A contour closes an edge into an object. Edges are an unordered raster of bright pixels; a contour is an ordered, closed point list that bounds a region you can measure.
Threshold, then trace. The standard pipeline binarizes the image, then follows the staircase frontier between foreground and background until the walk returns to its start.
The Suzuki-Abe algorithm (1985) traces every border in one scan and, crucially, records how contours nest, giving you the parent-child hierarchy that distinguishes a hole from an outline.
Connectivity is a real choice. 4- versus 8-connectivity decides whether corner-touching blobs are one object or two; mismatched connectivity is a classic counting bug.
Moments turn shape into numbers. Area, centroid, and the rotation/scale/translation-invariant Hu moments let you count, locate, and match shapes, the backbone of OCR, gesture recognition, and 3D reconstruction.

The radiologist's eye closed each pale ring into a bone without her ever naming the act.
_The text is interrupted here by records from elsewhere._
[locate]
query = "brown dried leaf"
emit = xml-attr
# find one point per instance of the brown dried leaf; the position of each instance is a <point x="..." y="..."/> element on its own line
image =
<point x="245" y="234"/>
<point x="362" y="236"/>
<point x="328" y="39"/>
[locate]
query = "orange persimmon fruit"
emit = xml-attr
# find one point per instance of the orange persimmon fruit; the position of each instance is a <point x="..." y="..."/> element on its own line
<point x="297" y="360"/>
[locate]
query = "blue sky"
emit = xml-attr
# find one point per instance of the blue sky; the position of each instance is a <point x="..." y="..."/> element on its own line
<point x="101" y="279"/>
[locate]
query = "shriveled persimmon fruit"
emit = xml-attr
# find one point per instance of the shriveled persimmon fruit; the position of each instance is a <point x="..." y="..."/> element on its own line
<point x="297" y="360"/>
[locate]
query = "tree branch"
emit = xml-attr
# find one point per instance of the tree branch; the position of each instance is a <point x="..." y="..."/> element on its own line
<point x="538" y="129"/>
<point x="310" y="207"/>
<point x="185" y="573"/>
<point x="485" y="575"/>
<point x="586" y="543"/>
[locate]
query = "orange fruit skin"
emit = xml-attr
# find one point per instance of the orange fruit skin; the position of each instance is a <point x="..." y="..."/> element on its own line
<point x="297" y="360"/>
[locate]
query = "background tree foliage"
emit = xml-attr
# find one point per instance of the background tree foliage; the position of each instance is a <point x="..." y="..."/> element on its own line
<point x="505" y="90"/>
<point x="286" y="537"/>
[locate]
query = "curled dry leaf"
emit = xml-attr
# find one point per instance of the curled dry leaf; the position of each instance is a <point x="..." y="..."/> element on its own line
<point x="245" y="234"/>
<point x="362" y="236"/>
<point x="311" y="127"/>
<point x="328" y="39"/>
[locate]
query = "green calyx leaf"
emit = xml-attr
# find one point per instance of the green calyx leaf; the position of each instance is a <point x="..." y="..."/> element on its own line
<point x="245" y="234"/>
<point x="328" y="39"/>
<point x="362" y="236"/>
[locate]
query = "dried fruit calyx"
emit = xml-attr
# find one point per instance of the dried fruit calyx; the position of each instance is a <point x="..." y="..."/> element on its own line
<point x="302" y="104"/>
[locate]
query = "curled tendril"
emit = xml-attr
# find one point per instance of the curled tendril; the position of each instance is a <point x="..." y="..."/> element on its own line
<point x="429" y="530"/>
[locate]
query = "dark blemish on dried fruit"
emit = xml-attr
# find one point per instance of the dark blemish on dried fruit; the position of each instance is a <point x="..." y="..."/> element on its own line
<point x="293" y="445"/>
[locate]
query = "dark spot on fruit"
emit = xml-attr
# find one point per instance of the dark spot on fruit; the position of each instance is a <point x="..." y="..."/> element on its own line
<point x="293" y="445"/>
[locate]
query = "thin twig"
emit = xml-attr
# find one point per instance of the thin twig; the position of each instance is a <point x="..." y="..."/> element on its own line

We have now named it, and broken it into steps a machine can follow: set a threshold, keep the foreground on your left, walk until you come home. Do that on every slice and the loops stack into a femur; do it on a page and the loops resolve into letters; do it on a hand and the loops count the fingers.

A contour is the smallest unit of seeing a thing as a thing. Everything downstream, every measurement, every match, every reconstruction, begins the instant the pen returns to where it started.